Parsja Vajislach 5773

(BEREESJIET 32:4 – 36:43)

Samenvatting: Ja’akov stuurt gezanten om Esau gunstig te stemmen. Esau is met 400 gewapende mannen onderweg. Ja’akov zendt gezanten met geschenken voor Esau. In de nacht worstelt een man – een Engel, met Ja’akov. Aan het einde van de strijd vertelt de man dat Ja’akovs naam in het vervolg Jisraëel zal zijn: hij heeft met G’d en mensen gestreden en overwonnen. Ja’akov hield hier een gekwetste zenuw in zijn heup aan over (daarom mogen wij een deel van de achterbout niet eten). Ja’akov verdeelt zijn familie zodat bij een ramp niet allen ten onder gaan. Bij de ontmoeting vallen de broers elkaar om de hals en huilen. Ja’akov gaat niet in op het voorstel van Esau om bij elkaar in de buurt te wonen.

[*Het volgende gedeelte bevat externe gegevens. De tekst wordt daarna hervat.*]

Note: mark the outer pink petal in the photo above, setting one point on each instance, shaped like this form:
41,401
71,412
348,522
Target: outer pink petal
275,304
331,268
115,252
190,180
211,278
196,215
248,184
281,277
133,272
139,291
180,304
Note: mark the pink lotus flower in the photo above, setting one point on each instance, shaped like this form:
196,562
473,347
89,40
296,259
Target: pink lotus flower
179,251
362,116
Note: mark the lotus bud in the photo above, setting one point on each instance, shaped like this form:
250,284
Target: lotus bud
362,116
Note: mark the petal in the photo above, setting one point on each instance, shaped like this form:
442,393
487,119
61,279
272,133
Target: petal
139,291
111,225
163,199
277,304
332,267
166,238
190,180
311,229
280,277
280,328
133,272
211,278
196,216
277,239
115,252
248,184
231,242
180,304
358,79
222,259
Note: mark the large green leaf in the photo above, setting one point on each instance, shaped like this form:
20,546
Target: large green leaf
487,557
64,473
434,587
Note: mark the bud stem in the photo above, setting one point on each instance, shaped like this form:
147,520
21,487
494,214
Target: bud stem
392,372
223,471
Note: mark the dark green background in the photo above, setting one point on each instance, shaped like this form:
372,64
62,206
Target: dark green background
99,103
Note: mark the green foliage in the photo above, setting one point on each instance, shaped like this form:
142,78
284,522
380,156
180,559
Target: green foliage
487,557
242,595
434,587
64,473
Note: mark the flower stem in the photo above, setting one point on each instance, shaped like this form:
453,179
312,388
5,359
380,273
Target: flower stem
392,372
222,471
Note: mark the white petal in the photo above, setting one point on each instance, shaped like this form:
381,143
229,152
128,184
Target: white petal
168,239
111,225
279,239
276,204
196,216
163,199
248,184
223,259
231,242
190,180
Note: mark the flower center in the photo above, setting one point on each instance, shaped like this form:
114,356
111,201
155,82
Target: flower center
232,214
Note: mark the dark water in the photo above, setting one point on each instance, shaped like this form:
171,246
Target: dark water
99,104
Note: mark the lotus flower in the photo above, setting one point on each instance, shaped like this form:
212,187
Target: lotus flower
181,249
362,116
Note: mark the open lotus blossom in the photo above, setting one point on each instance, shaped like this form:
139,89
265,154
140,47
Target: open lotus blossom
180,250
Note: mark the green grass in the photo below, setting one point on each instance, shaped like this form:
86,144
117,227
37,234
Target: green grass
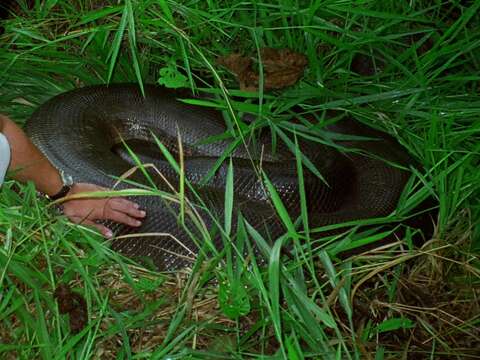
394,302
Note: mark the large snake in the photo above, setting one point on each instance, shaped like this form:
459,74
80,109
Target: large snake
81,132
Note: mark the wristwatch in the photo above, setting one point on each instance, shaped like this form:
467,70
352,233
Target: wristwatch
67,182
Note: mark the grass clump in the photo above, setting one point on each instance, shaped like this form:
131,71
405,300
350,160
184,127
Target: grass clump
410,69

Ja’akov koopt land van Chamor, de vorst van Sjechem. Enige tijd later wordt Dina, Lea’s dochter, verkracht door Sjechem, de zoon van Chamor. Hoewel Sjechem met haar wil huwen en zijn vader voorstelt beide volksstammen met elkaar te vermengen, zijn de zonen van Ja’akov zeer beledigd door de ontering van hun zuster. Zij stellen voor dat huwelijken pas kunnen plaatsvinden als alle mannen van de stad besneden zijn.
Daarna doden Sjimon en Levie, twee broers van Dina, alle mannen van Sjechem. G’d beveelt Ja’akov naar Beth-El te gaan en daar een altaar te bouwen. Hij verschijnt Ja’akov weer en bevestigt de naamsverandering in Jisraëel. Onderweg sterft Rachel tijdens de bevalling van haar zoon Benjamin. Ja’akov begraaft haar en richt een gedenksteen op. Jitschak sterft op de leeftijd van 180 jaar.

Vajisjlach is de achtste parsja in de Tora, telt 9 parsjiot, 9 afdelingen, waarvan 6 open, petoechot en 3 gesloten, setoemot, 153 relatief korte pesoekiem, verzen, 1976 woorden, 7458 letters en is hiermee de 4e na langste parsja. Vajisjlach bevat het verbod van gied hanasje, de verwrongen spier die wij niet mogen eten.

VERDIEPING 1: DENKFOUTEN VOOR DUMMIES
Daniel Kahneman heeft enige jaren geleden een nieuw boek gepubliceerd. Het heet Thinking, fast and slow. Deze Israëlische psycholoog van 77 heeft op basis van zeer langdurig onderzoek aangetoond, dat wij uitermate bizarre denkers zijn en zeker niet rationeel beslissen.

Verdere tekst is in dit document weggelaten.